2 thoughts on “Harold Camping – Prophet or Misguided?

  1. Stamping Out Harold Camping

    I don’t care a fig for date-setters, especially those who predict when Christ will return. The current champion is 89-year-old, headline-grabbing Harold Camping of Family Radio fame.
    Is Second Coming date-setter Harold Camping worthy of death? He already has a zero batting average after his September 1994 prediction fizzle and, according to the Bible, is a false prophet.
    Nevertheless that California shaman, who should be ashamed, claims he’s found out that Christ’s return will be on May 21, 2011 even though Matt. 24:36 says that no one knows the “day” or “hour” of it!
    A Google article (“Obama Fulfilling the Bible”) points out that “Deut. 18:20-22 in the Old Testament requires the death penalty for false prophets.”
    The same article reveals that “Christians are commanded to ask God to send severe judgment on persons who commit and support the worst forms of evil (see I Cor. 5 and note ‘taken away’).”
    Theologically radioactive Harold Camping and his ga-ga groupies (with their billboards featuring “May 21, 2011”) should worry about being “stamped out” if many persons decide to follow the I Cor. 5 command.
    The above article concludes: “False prophets in the OT were stoned to death. Today they are just stoned!”
    PS – For many years Camping was not known as a pretrib rapture teacher. But now, for $ome my$teriou$ rea$on, he seeks support from those who believe in and teach an imminent, pretrib rapture which supposedly will occur SEVERAL YEARS BEFORE the traditional SECOND COMING to earth! For a behind-the-scenes, documented look at the 181-year-old pretrib rapture belief (which was never a part of any official theology or organized church before 1830!), Google “Pretrib Rapture Dishonesty,” “Pretrib Rapture Diehards” and “Pretrib Rapture – Hidden Facts.” These are from the pen of journalist/historian Dave MacPherson a.k.a the “Pretrib Rapture Answerman” & the “Rush Limbaugh of the Rapture” – author of the bestselling book “The Rapture Plot,” an “encyclopedia” of pretrib rapture history (see Armageddon Books).

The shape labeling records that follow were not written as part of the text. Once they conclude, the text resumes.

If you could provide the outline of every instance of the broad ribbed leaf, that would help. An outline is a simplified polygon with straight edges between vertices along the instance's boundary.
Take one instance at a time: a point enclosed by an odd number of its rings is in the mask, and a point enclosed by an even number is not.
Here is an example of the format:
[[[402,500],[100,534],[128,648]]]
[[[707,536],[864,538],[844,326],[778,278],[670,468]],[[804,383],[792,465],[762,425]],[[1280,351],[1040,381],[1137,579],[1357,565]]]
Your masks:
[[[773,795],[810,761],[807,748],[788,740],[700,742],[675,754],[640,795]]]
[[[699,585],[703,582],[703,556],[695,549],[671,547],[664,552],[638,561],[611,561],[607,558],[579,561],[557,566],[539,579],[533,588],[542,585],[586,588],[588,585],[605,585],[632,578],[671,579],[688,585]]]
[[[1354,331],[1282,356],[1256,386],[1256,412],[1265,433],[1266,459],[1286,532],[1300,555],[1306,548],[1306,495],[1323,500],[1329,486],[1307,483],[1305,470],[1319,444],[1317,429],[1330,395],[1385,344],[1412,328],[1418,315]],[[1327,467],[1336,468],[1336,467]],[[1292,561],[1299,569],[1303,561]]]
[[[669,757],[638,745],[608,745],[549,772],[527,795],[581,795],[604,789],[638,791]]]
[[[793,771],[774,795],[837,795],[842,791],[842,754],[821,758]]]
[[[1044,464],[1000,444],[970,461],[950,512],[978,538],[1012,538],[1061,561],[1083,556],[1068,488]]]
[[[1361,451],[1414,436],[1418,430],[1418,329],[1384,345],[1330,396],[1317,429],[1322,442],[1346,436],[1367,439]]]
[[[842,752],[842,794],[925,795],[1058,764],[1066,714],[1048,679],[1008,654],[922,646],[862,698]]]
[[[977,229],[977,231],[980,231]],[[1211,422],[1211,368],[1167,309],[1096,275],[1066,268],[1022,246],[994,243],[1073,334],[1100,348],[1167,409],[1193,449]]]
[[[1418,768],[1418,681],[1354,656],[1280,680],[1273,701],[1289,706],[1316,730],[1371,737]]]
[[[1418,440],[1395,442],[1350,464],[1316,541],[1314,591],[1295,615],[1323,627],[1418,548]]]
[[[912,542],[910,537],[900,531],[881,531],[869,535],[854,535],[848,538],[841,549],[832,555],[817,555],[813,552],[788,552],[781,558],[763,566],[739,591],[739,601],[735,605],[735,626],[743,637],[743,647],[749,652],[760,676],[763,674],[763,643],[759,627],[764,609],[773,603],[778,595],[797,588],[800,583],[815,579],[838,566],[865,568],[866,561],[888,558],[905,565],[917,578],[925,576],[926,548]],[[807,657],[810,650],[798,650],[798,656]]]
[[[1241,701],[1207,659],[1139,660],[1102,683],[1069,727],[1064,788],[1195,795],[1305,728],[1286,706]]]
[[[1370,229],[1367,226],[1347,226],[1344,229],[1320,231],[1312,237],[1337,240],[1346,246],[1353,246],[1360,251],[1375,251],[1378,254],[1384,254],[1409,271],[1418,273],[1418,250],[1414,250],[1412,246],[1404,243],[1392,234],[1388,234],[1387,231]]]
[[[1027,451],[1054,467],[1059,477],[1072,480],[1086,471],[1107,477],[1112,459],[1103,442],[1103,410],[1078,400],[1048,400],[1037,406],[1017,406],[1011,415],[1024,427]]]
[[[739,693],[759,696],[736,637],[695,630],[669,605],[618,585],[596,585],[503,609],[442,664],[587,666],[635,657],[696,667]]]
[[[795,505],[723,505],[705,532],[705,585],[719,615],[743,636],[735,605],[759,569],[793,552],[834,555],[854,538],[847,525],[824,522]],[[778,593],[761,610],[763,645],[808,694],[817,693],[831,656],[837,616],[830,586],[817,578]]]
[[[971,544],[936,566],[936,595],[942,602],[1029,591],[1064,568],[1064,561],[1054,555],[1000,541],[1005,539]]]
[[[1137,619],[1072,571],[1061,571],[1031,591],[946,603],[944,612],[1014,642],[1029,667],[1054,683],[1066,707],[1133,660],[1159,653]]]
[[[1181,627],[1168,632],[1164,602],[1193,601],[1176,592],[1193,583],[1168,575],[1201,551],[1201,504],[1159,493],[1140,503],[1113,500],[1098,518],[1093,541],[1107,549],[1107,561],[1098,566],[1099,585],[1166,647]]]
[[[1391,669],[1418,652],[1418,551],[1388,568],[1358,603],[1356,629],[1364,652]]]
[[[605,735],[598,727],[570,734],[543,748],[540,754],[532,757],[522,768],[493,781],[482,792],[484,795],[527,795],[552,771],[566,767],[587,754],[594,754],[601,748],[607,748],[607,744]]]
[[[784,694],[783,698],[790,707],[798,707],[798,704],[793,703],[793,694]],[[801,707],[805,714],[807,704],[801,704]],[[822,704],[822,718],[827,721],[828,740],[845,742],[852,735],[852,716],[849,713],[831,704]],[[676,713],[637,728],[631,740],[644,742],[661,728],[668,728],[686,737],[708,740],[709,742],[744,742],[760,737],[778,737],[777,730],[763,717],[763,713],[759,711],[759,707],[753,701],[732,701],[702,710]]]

    1. Just hold on a minute. I think you’re taking some Bible ideas way out of context, concerning how to deal with false prophets. Deuteronomy 13:1-5 commands false prophets to be stoned *only* if they preach rebellion against God; prophesy people to stop worshiping the God of Israel, and turn to a false god.
      As far as judgement is concerned, first the appropriate steps should be taken in accordance to Matthew 18:15-17, where Mr. Camping should be confronted about his beliefs. This verse talks about sinning, as opposed to the specific act of false prophesy, but it never-the-less applies. I don’t know if these steps have been done. There is plenty of information on the internet, but I think this sort of confrontation is better done in person rather than via web pages. Our judgement, in the case that Mr. Camping does not recant his statements and repent, is that the church-community disassociates themselves with him.
      1 Corinthians 5 says nothing about asking God to send “severe judgement.” Paul states his opinion (1 Corinthians 5:5), “I have decided to deliver such a one to Satan for the destruction of his flesh, so that his spirit may be saved in the day of the Lord.” Notice how Paul says, “I have decided,” not, “This is God’s judgement.” And Paul certainly didn’t pray to Satan for that person’s destruction. I am forced to believe that Paul is stating his disassociation with that person, providing no spiritual intercession on his behalf.
      Applying that to this situation, we don’t have any means to say whether or not Harold Camping is definitively saved (it’s not our right to judge that), but we do have the ability to not support his ministry and encourage others to do so as well. However, if Mr. Camping is rejected by the Christian community, but changes his ways afterwards, I think we should be open to that, as well.